Most students come from New England but there is also a substantial population from California and even Minnesota. Trinity can be a bit intimidating to students who are not aware of or used to upper-class north eastern culture. However, I think that a good majority of students are welcoming and accepting and, if student participate in school functions and get out and about on campus, most people can find someone or some group of people that they can relate to or share interests with.
i think that it is evident that a majority of the campus comes from wealthy backgrounds and that a lot of students went to small private schools before they attended a small, private college. however, while there is a large amount of students in this position, there is also a huge population of students who did not come from private schools, etc. i think that trinity students are relatively politcally aware but probabaly not as much as on other campuses. on average, i would say that trinity students (males and females) get dressed up for class-everyone tends to look good when they go to class.
i know that racial diversity has been a big topic for debate, and i wouldn't know where to begin to make people feel more comfortable about the issue.
There are a diverse group of student on campus coming from a variety of backgrounds, however, they do not often mix outside of class. Trinity can sometimes be a stratified and segmented community, yet its small size does not allow students to completely isolate themselves from one another.

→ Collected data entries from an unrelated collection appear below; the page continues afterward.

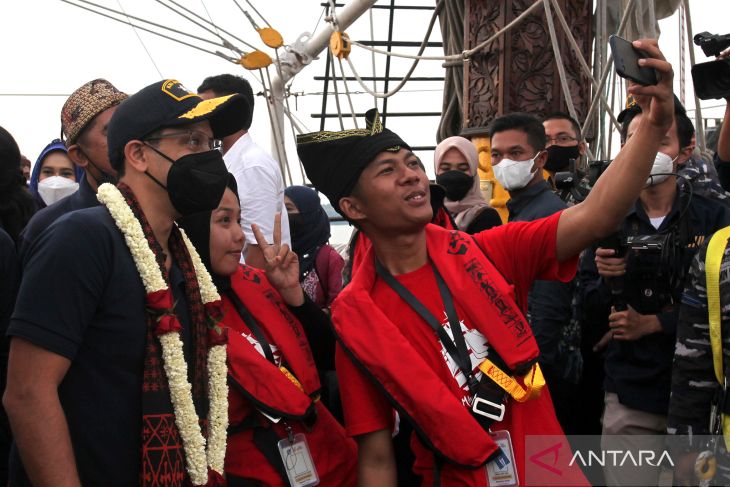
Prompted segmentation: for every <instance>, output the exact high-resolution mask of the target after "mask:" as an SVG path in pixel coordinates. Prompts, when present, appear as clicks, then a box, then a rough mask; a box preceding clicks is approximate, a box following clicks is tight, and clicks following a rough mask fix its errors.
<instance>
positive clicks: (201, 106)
mask: <svg viewBox="0 0 730 487" xmlns="http://www.w3.org/2000/svg"><path fill="white" fill-rule="evenodd" d="M232 96H234V95H228V96H221V97H218V98H210V99H208V100H203V101H201V102H200V103H198V104H197V105H195V106H194V107H193V108H192V109H190V110H188V111H187V112H185V113H183V114H182V115H180V116H179V117H177V118H187V119H191V120H194V119H196V118H199V117H203V116H205V115H208V114H209V113H211V112H214V111H215V110H216V109H217V108H218V107H219V106H221V105H222V104H223V103H225V102H227V101H228V99H229V98H231V97H232Z"/></svg>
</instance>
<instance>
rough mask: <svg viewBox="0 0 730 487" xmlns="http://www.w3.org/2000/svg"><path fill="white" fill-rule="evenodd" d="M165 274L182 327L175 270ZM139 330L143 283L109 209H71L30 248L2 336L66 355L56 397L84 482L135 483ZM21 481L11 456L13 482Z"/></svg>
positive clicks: (137, 431)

Overall, the student body here is not very accepting of peoples' differences. i know a number of gay people on this campus that have been a target of offensive remarks and actions. most of the people i am friends with are republican but there are a good number of very liberal people on campus.

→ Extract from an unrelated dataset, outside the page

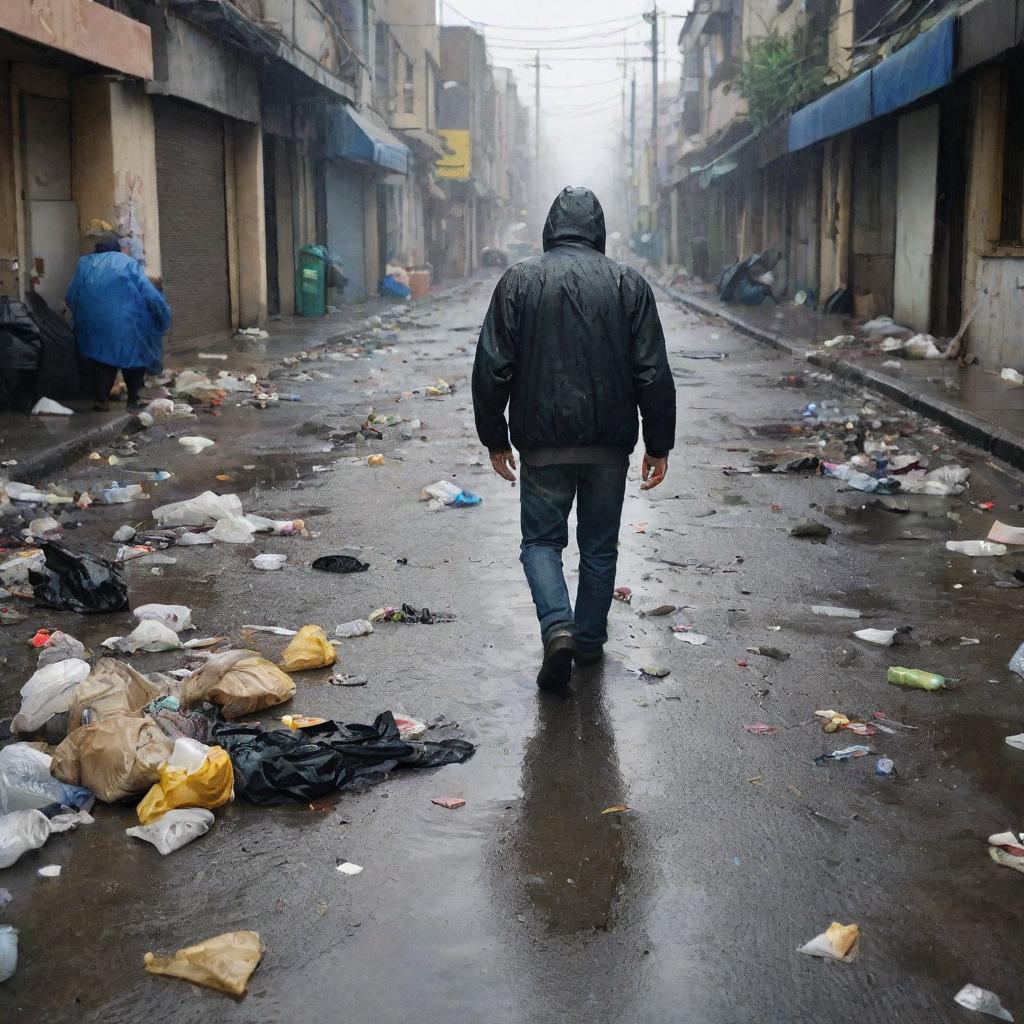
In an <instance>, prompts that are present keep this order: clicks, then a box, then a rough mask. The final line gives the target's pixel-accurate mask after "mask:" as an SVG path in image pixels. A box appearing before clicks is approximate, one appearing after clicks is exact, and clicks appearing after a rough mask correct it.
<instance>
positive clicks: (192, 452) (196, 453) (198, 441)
mask: <svg viewBox="0 0 1024 1024" xmlns="http://www.w3.org/2000/svg"><path fill="white" fill-rule="evenodd" d="M178 443H179V444H180V445H181V446H182V447H183V449H184V450H185V451H186V452H187V453H188V454H189V455H199V454H200V452H202V451H203V450H204V449H208V447H212V445H213V443H214V442H213V441H212V440H210V438H209V437H198V436H194V437H179V438H178Z"/></svg>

student body is diverse compared to other small liberal arts school
Most students get dressed for class- not a sloppy student body, which goes along with the generally good-looking stereotype. Groups often don't mix. Mostly a higher socio-economic background. Students are generally knowledgeable about worldly and national issues.
in general, the kids are happy and content at trinity. there is not much diversity here, yet this does not seem to be a huge concern for a majority of the students.
There is no diversity.
Trinity is a fairly homogeneous student
body and it has been said that minority students sometimes feel out of
place. The main type of student found at Trinity is a white, preppy, upper class student who is found at one of the many fraternity parties offered on the weekends. Most students dress up to go to class, which is something that is often criticized by other students at Trinity who do not fit into this preppy category. Different groups of students typically do not interact much. At the dining hall, the tables are extremely segregated mostly based on race and socio-economic status.
The student body is pretty segregated. Students involved in Greek life tend to stick together, as do athletes, multicultural groups, and then smaller social groups. The divides within the student body are a main complaint of the Trinity social environment, and much of the blame is put on the presence of fraternities and sororities on campus (although I do not believe this is the only factor, it does play a role because I know of many students who feel uncomfortable approaching fraternity houses on a weekend night).
In general, most students are wealthy, which is not surprising given Trinity's tuitition, and lots of students seem to have a goal of having personal wealth after their college years. Thus, students work hard and many have internships or campus jobs that will help them reach this goal.